After diagnostic angiography or during angioplasty, the sensor guidewire is passed through an angioplasty Y-connector attached to a diagnostic or guiding catheter. (Note: Side holes in large diameter guiding catheters have been used to alleviate catheter related partial obstruction of the coronary ostium. Side hole guiding catheters required an approximate doubling of the intracoronary (IC) adenosine dose due to loss of drug from the side holes during instillation.) Intravenous (IV) heparin 40–70 units/kg and IC nitroglycerin (100–200 μg) are given several minutes before the guidewire is advanced into the artery.

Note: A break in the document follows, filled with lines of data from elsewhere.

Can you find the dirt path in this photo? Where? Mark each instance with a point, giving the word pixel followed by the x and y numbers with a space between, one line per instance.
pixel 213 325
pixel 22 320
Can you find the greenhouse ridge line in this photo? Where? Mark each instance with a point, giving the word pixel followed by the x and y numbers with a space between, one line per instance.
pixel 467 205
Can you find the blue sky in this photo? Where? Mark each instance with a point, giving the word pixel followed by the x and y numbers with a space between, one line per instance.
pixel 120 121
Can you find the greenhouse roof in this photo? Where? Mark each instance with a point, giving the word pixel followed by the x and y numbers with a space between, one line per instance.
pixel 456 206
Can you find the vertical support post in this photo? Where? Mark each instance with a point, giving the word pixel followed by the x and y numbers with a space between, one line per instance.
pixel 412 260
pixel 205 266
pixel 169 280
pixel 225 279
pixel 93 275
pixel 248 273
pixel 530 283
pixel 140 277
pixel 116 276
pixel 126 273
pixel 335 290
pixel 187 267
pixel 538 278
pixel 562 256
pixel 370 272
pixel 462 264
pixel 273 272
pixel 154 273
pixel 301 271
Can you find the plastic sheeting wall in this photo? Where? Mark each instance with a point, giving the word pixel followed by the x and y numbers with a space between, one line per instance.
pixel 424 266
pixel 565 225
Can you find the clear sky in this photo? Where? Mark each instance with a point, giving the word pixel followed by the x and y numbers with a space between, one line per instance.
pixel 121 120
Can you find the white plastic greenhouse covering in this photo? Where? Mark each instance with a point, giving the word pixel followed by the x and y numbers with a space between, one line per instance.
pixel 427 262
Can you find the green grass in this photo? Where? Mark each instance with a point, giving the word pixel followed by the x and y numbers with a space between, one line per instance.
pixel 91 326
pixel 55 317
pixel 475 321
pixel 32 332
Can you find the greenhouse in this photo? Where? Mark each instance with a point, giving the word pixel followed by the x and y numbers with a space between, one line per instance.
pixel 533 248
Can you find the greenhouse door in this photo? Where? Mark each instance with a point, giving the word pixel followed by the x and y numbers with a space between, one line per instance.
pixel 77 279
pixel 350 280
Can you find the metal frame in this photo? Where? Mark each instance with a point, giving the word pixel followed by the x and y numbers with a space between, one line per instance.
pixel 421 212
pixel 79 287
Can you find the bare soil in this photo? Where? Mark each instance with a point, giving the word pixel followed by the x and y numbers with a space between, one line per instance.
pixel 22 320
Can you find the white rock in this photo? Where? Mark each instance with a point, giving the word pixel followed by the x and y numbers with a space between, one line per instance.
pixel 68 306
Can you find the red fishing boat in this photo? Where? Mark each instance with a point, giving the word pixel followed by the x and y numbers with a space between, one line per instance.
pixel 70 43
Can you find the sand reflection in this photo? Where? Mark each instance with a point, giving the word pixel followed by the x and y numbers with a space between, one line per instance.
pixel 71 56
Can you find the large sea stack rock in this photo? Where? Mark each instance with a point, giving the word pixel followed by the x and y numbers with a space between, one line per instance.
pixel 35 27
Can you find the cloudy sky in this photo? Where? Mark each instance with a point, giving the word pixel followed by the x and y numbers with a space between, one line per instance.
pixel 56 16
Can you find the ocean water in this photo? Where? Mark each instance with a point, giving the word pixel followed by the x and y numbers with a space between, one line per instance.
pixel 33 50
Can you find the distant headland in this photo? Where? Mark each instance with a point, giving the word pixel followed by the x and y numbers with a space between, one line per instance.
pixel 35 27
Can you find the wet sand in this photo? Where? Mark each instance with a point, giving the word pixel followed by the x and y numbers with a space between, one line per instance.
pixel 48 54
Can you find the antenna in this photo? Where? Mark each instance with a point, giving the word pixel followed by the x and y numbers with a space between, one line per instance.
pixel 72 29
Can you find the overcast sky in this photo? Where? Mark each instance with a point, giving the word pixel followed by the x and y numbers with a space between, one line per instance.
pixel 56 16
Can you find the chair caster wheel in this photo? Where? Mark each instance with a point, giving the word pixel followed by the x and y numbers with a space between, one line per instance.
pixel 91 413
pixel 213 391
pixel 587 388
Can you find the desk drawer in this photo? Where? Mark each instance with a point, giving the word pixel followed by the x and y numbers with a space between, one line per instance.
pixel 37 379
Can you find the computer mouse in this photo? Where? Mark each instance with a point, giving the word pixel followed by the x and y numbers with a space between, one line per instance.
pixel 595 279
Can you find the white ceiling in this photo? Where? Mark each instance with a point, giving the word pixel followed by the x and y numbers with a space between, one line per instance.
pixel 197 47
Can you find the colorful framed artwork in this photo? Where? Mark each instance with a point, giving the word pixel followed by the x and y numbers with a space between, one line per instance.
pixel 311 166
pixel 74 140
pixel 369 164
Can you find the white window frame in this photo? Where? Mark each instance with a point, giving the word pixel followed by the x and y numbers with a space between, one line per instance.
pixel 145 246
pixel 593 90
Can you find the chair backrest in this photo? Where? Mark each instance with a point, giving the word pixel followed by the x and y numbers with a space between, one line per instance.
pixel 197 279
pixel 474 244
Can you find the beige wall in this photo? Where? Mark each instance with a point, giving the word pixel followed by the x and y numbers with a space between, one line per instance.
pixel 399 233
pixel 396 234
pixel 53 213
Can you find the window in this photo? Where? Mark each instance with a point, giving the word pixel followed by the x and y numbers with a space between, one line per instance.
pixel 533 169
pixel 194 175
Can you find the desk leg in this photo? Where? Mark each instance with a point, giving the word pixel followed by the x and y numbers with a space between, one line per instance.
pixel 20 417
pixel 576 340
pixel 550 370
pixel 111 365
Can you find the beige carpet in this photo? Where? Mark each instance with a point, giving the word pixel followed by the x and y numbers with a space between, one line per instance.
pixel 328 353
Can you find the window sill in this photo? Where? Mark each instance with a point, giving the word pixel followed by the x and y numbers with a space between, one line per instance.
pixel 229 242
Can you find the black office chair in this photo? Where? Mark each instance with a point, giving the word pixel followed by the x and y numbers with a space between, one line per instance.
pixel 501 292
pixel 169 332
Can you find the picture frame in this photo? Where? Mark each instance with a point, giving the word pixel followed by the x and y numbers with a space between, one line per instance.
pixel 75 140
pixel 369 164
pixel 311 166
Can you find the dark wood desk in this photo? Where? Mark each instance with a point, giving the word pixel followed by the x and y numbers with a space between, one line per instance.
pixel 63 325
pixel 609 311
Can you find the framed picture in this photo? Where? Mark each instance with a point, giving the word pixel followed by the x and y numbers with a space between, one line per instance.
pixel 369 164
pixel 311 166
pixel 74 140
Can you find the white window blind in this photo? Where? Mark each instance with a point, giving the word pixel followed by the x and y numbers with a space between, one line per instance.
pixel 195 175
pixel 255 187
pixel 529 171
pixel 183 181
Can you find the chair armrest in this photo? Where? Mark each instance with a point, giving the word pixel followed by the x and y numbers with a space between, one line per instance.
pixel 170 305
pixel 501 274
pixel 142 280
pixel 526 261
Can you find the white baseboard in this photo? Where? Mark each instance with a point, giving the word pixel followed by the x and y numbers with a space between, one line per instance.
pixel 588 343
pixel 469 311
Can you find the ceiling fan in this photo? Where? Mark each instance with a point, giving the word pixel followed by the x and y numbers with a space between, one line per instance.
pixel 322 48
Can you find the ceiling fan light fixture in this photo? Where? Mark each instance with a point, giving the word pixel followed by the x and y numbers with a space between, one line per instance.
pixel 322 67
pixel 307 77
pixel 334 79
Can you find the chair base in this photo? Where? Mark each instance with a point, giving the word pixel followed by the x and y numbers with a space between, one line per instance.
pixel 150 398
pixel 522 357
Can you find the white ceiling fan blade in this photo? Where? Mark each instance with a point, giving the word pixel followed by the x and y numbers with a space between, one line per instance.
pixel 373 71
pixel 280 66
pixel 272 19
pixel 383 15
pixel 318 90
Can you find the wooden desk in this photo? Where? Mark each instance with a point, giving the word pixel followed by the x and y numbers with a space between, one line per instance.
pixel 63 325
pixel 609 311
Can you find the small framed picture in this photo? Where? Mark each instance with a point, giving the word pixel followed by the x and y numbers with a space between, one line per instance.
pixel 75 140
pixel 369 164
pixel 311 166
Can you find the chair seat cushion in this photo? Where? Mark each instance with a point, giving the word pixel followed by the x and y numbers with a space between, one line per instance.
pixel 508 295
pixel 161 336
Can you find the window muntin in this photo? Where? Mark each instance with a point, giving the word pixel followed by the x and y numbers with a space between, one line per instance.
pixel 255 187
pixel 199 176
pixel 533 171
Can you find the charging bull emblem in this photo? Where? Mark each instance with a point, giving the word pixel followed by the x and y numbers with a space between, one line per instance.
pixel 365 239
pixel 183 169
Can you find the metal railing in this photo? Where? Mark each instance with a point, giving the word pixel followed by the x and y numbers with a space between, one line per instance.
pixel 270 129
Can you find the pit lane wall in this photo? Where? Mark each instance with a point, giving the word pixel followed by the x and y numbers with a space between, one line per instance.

For flow velocity, the sensor tip is advanced at least 5–10 artery-diameter lengths (>2 cm) beyond the stenosis to measure velocity in a region of re-established laminar flow. Resting flow velocity data are recorded. Induction of coronary hyperemia by IC or IV adenosine is performed, continuously recording through peak hyperemic flow velocity. Coronary flow velocity reserve, CFVR is computed as maximal hyperemic to basal average peak velocity (APV). Poor Doppler signal acquisition may occur in 10–15 % of patients even within normal arteries. Like transthoracic echo Doppler studies, the operator must adjust the guidewire position (sample volume) to optimize the velocity signal [3].

For translesional pressure (FFR) measurements, the wire pressure is first matched to the guide catheter pressure in the central aortic location, and then the wire is advanced into the artery beyond the stenosis. Baseline pressure is recorded, followed by induction of coronary hyperemia with IC or IV adenosine, continuously recording both guide catheter and sensor-wire pressures. FFR is computed Pressure_distal/Pressure_aorta at maximal hyperemia. Pressure_distal is recorded from the pressure wire, Pressure_aorta is recorded from the guide catheter that delivers the pressure wire. Pressure signal artifacts may be reduced by careful attention to technique.

Stenosis severity should always be assessed using measurements obtained during maximal hyperemia. Adenosine is the most common agent for hyperemia. It has a short half-life, with a return to basal flow within 30–60 s after cessation of infusion. IV and IC adenosine are very well tolerated with ~10 % drop in mean arterial pressure but may be accompanied by short lived symptoms of dyspnea or chest burning. Although transient, AV block may rarely occur at higher IC doses in the RCA. IV adenosine uses weight-adjusted dosing (140 mcg/kg/min), and is required for the evaluation of ostial lesions or for the assessment of diffuse disease during pullback recordings. Compared to IC, IV administration has a higher incidence of side effects such as flushing, chest tightness, bronchospasm, nausea, and transient AV block or bradycardia. IC adenosine doses that produced maximal hyperemia equivalent to IV adenosine are 50–100 mcg for the right coronary artery, 100–200 mcg for the left coronary artery produces [4].

Alternative to adenosine includes Regadenson, an α2A adenosine receptor agonist that induces coronary vasodilatation and increased myocardial blood flow in a manner reportedly equivalent to adenosine with fewer adverse effects and IC nitroprusside. Regadenoson has a half-life of 2–3 min in the initial phase, 30 min in the intermediate phase and 2 h in the terminal phase. It is administered as single intravenous bolus (0.4 mg), and thus may be easier to use, but its cost and prolonged effect may complicate the measurement of multiple lesions or arteries [5].

IC nitroprusside can be an alternative to IC adenosine. Serial doses of IC nitroprusside (boluses of 0.3, 0.6, and 0.9 mcg/kg) [6] produced equivalent coronary hyperemia with a longer duration (about 25 %) compared with IC adenosine. IC nitroprusside (0.9 mcg/kg) decreased systolic blood pressure by 20 % with minimal change in heart rate, whereas IC adenosine had no effect on these parameters. IC nitroprusside, in doses commonly used for the treatment of the no-reflow phenomenon, can produce coronary hyperemia suitable to measure FFR without detrimental systemic hemodynamics.

A summary of pharmacologic hyperemic agents for cath lab measurements is provided in Table 29.2.